耳鳴りもひどく右耳は聞こえなくなってしまい 質問をしましたが?だけで説明もなく不安な日々をすごしてます。まだ耳鳴りは続いています。いつまで続くのでしょうか?
コメントありがとうございます。大変申し訳ありませんが、このサイトは医療相談ブログではございません。主治医の先生にご相談頂いた方がよろしいかと思います。お大事になさってください。
明日、この検査を受けます。閉所恐怖症です。喘息のような症状も持っていて、ずっと頭を動かさず同じ姿勢で耐えられるか不安です。あと、大きな音がしたりするのでしょうか。教えてもらえると嬉しいです。

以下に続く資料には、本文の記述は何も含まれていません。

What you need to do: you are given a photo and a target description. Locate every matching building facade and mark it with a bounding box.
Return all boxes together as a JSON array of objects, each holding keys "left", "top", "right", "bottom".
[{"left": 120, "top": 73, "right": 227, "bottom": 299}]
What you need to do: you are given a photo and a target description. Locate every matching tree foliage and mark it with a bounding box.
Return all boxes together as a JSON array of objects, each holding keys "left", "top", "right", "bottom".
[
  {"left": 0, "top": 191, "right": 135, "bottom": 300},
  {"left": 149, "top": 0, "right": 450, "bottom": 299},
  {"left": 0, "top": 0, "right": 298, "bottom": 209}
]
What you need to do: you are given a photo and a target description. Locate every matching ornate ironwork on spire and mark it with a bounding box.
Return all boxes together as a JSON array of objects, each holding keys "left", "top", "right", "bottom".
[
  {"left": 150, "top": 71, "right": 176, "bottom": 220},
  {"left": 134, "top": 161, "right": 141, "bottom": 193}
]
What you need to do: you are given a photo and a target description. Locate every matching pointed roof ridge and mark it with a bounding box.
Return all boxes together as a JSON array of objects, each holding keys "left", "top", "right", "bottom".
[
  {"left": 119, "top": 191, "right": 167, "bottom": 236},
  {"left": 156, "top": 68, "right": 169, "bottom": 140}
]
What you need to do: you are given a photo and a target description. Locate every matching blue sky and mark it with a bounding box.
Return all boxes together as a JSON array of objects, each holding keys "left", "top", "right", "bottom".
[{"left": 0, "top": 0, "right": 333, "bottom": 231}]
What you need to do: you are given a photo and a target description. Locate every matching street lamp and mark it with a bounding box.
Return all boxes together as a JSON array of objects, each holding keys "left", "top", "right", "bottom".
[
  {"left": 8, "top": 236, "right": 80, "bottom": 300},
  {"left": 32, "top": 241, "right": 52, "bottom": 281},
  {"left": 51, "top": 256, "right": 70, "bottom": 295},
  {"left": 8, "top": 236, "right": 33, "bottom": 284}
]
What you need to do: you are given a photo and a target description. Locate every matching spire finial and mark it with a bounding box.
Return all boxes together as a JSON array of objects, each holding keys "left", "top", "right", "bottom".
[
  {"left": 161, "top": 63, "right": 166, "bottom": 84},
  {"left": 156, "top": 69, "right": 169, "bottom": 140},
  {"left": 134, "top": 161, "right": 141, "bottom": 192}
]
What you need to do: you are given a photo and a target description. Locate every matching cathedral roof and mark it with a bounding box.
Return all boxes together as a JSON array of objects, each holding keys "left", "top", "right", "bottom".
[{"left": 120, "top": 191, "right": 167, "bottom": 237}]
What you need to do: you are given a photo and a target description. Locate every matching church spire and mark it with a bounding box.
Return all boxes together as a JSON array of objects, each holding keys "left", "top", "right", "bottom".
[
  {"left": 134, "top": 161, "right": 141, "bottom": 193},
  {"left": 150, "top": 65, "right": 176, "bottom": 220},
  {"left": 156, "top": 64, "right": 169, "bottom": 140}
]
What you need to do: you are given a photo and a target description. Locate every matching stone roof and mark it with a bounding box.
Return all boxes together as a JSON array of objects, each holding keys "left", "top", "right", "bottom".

御質問ありがとうございます。検査時間は約30分となります(この検査は、検査後にどれくらい薬剤が集まったか計算することが多く、そのために十分に時間をかけてとる必要があります。)大きな音はしません。静かに機械が頭の周りをまわります。ただ、頭のまわりぎりぎりを回るので、かなり狭く感じるかもしれません。喘息をお持ちとのことでしたが、軽い咳程度であればそんなに問題になりませんが、画像がぼやけたり、計算結果に誤差がでる可能性はあります。